First, the City of Calgary, which owns the King Eddy, recognizes that rent is too high. These people generally earn minimum wage and cannot afford their own apartment and, as many reside at the various drop-in centres around the city, those seeking roommates are not likely to give up a room to one of these people.
Second, by turning the King Eddy into a low-rent building, the city is saving part of its heritage. The King Eddy is nearly 100-years-old, something very rare in a city with a propensity to tear down any building older than the designated hitter rule (1973).
Third, by housing the working poor in the same building as one of Premier Ralph Klein’s favourite drinking haunts, Ralph will be able to-excuse the cliché-kill two birds with one stone. No longer will Ralph have to get drunk at one place then trek across the city to argue with those less fortunate. At the new King Eddy, Ralph can do both at once. What a time saver!
Alright, this is not a column about the need for affordable housing, although that would be a more noble subject. No, I am marking the one-year anniversary of Klein’s most recent election victory. The Conservatives won 74 out of a possible 83 seats. They basically wiped out the provincial Liberals and mercifully ended the career of former Conservative leader wannabe. then Liberal leader, Nancy MacBeth.
The province was awash in oil and gas money. The debt was nearly paid off and there was talk of doing away with provincial income tax. Pundits from other provinces-okay, Ontario-waxed endlessly on Ralph’s sure hand and his political genius.
What a difference a year makes.
Before last year’s election Klein appeased the doctors and nurses with double digit pay raises. Using the large surplus, he gave hundreds of millions to education; Mount Royal College received $94 million and the University of Calgary received nothing.
In the same budget that ignored the U of C, another surplus was announced. Just a comment on the large surpluses reported year after year by the various Klein governments: Am I the only one to notice that every year they were larger than expected? You don’t think Klein was purposely underestimating the expected surplus in order to look like the political genius he is not? Think about it.
The surpluses seemed too good to last-and they were. As oil and gas revenues have been much lower than expected, the government has had to adjust the numbers, at least twice as far as I can recall. And since the Conservatives passed a law that prevents running a deficit, Ralph sliced and cut the budget to keep the province in the black. Where’s the "Alberta Advantage" now, Ralph? What about all of that talk of a diversified economy? I thought Alberta was more than oil and gas. Eedjit, without oil and gas we’re just Saskatchewan with foothills!

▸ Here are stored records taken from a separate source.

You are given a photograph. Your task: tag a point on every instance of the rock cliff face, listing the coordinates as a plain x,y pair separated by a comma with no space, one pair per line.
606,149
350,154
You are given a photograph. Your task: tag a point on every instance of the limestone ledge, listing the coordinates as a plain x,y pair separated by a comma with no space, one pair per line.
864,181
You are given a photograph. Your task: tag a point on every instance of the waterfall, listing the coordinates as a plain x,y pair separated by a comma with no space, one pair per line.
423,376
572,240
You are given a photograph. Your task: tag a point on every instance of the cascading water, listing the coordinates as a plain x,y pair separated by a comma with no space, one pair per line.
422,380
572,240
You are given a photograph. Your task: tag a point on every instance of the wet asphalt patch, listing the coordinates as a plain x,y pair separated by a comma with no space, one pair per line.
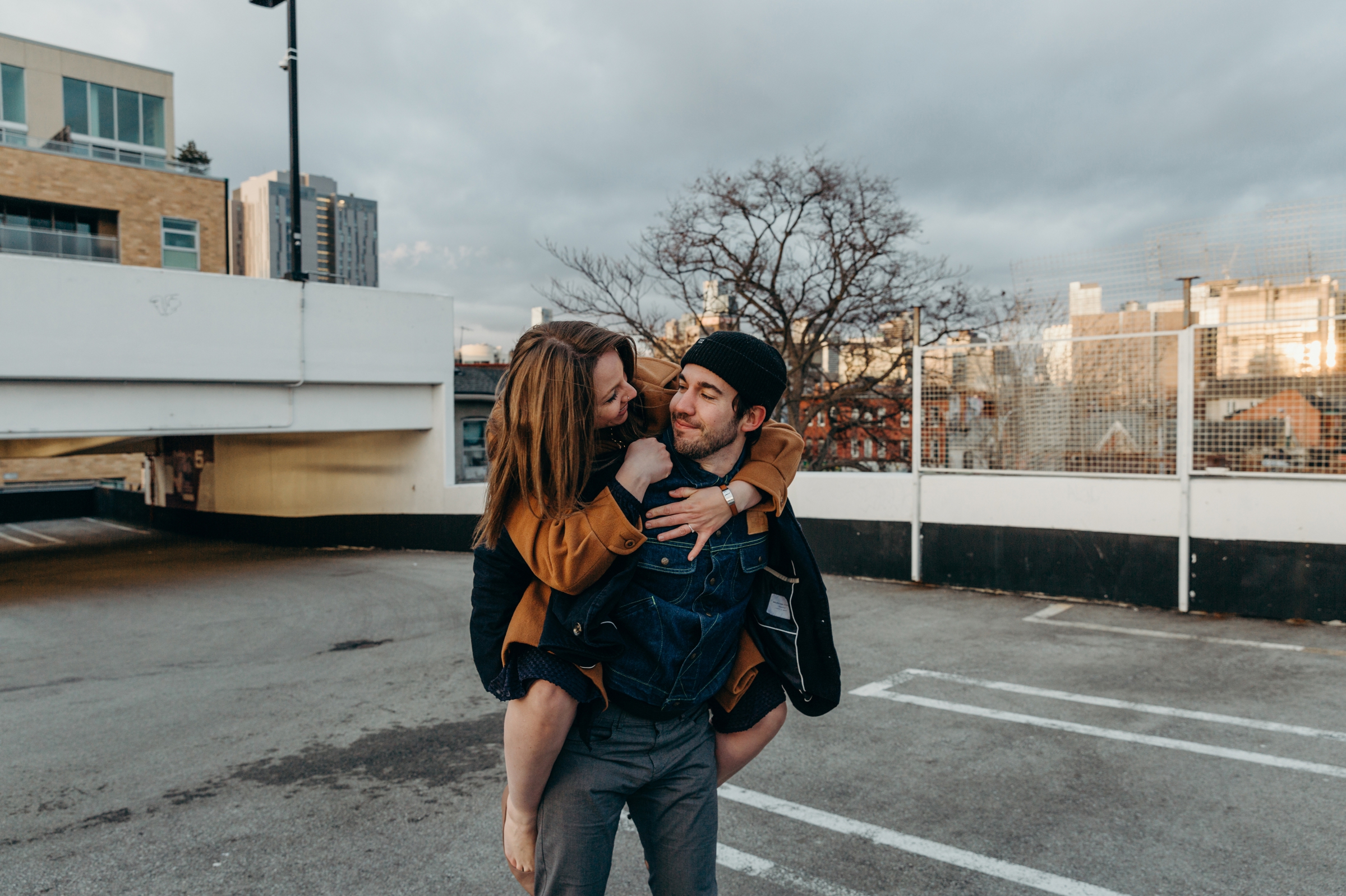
357,645
436,755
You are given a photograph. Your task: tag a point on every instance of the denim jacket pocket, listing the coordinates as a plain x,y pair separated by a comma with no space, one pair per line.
753,557
667,557
664,570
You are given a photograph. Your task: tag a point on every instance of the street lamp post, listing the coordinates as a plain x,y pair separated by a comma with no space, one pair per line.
291,65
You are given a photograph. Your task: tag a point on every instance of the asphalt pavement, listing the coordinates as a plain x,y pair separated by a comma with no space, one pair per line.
185,716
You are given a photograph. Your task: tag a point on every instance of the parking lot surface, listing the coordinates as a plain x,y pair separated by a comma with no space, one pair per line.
185,716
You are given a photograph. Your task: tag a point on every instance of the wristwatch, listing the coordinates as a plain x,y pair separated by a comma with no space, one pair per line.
729,500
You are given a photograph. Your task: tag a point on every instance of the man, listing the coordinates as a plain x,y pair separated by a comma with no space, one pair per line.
680,621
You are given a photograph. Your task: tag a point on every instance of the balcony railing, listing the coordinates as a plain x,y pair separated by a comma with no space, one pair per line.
100,153
58,244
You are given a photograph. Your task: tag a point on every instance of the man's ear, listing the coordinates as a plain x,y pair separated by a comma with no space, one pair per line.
753,419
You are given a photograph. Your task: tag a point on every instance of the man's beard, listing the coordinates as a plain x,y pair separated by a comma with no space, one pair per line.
707,442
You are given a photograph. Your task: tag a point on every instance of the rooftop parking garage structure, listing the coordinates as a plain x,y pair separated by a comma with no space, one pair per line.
267,409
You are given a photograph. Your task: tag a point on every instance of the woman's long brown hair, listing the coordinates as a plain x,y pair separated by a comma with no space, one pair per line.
540,440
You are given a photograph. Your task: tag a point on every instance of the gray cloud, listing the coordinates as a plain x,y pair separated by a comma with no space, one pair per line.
1015,130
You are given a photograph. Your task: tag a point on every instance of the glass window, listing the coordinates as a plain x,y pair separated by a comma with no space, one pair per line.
76,95
154,110
474,450
128,116
102,117
179,244
11,95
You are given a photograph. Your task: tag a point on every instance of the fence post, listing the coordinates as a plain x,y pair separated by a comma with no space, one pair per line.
1186,436
917,412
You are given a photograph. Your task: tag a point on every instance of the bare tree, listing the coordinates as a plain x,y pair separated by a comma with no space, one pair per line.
819,255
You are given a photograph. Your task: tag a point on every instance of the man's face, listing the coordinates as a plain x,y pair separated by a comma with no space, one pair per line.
703,415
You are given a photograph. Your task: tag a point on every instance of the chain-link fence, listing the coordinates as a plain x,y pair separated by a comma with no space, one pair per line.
1092,404
1270,396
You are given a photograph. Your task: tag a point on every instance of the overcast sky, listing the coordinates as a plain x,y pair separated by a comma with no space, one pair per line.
1014,130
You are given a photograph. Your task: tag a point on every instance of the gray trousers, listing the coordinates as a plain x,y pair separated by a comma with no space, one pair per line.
665,773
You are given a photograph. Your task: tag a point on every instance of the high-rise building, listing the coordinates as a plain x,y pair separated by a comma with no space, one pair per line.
88,169
340,233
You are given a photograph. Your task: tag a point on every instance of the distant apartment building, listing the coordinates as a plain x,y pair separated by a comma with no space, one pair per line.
86,167
340,233
719,311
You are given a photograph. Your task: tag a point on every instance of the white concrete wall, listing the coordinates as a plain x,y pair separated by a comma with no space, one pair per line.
1224,507
95,349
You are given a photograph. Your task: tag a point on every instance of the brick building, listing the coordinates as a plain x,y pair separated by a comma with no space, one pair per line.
86,167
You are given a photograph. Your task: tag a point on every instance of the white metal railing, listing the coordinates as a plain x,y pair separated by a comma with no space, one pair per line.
119,155
58,244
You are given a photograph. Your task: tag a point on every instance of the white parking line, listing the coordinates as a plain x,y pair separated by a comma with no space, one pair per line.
104,523
920,847
1121,704
881,689
766,870
1045,618
37,534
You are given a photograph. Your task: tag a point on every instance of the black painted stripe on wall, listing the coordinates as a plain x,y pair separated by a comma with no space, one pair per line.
1273,580
421,532
48,504
1099,565
878,549
1278,580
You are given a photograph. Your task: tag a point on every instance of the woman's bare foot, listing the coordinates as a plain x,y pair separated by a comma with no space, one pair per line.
520,843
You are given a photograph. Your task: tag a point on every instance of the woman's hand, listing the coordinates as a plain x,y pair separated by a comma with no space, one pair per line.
647,462
702,511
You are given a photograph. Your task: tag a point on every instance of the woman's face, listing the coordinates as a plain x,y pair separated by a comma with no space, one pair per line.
613,392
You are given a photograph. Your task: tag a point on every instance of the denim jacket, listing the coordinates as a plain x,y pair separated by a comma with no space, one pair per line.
680,619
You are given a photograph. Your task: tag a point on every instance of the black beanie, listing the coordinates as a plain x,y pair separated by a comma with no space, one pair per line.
753,368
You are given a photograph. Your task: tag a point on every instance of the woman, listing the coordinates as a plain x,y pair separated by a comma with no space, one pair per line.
571,460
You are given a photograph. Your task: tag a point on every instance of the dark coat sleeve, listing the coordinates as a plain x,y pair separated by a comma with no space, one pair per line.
500,579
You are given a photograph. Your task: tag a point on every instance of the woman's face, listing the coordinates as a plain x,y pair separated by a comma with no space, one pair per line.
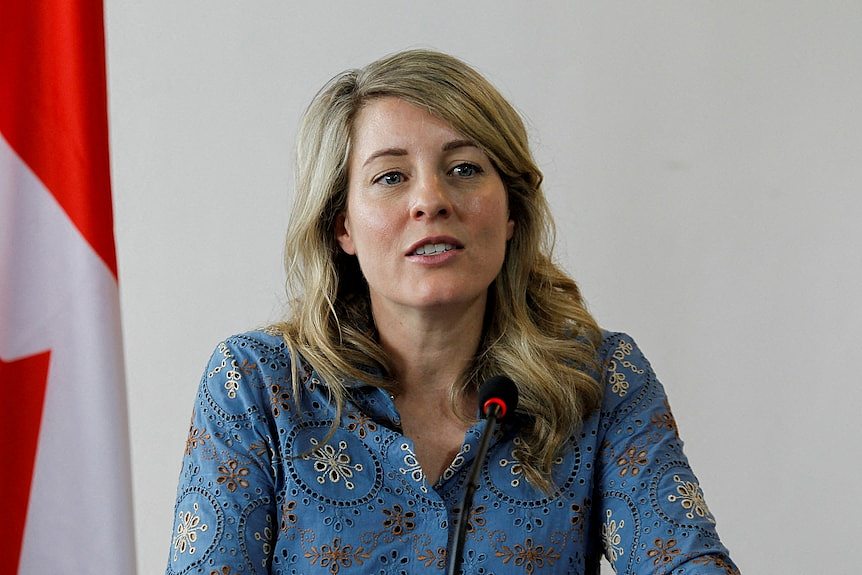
427,213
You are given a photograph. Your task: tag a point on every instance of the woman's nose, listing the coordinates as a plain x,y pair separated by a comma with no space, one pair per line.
431,199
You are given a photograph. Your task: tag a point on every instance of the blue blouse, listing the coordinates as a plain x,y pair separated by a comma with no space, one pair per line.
261,492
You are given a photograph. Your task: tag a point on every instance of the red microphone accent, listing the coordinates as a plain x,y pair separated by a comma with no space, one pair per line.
486,407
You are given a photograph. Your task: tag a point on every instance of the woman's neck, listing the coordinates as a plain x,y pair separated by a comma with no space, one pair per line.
430,349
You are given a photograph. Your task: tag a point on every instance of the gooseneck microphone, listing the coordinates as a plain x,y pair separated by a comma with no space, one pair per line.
497,397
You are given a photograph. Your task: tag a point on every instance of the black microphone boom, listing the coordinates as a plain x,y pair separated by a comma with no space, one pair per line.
497,397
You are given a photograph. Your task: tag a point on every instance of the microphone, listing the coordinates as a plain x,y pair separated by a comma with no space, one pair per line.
498,396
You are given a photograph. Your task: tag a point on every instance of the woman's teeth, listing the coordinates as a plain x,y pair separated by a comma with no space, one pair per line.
431,249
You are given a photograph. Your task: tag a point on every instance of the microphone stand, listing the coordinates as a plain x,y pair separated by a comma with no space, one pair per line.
457,551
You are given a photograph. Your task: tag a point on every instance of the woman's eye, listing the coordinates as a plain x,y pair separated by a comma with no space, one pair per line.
390,179
466,170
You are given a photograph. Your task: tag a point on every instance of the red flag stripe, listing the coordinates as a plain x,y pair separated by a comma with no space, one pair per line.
53,107
25,381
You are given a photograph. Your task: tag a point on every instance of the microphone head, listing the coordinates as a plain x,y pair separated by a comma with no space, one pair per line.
500,391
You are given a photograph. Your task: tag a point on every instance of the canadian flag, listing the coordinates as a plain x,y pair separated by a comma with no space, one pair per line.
65,489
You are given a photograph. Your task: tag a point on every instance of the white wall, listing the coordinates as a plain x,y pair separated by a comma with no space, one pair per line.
704,160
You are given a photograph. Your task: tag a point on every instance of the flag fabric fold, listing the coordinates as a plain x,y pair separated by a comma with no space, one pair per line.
66,498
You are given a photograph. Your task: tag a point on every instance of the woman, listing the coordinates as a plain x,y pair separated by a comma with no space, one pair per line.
418,258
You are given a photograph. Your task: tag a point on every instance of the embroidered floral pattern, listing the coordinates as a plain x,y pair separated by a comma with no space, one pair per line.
663,552
456,464
361,424
288,515
665,420
232,375
430,557
412,465
265,538
232,475
631,461
475,519
333,465
399,522
188,526
579,516
514,465
612,538
691,498
617,379
273,500
529,555
279,399
335,556
196,438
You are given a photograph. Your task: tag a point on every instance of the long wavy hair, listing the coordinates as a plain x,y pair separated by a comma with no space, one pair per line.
537,330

It is fitting that the first anniversary of Klein’s largest majority sees him battling the province’s teachers. Before last year’s election, he magically found the money to pay the doctor’s and nurses, thus avoiding a big campaign headache. One year on, there does not seem to be any money left. Maybe the teachers’ raises were spent on the cheques Klein sent out to buy the voters last year and ease the burden of increasing energy bills. It does not matter. What does is that Klein, without the benefit of oil and gas money, is looking more like B.C. cabinet minister, incompetent and ignorant, than the political genius National Post and Calgary Herald writers were proclaiming him just one year ago.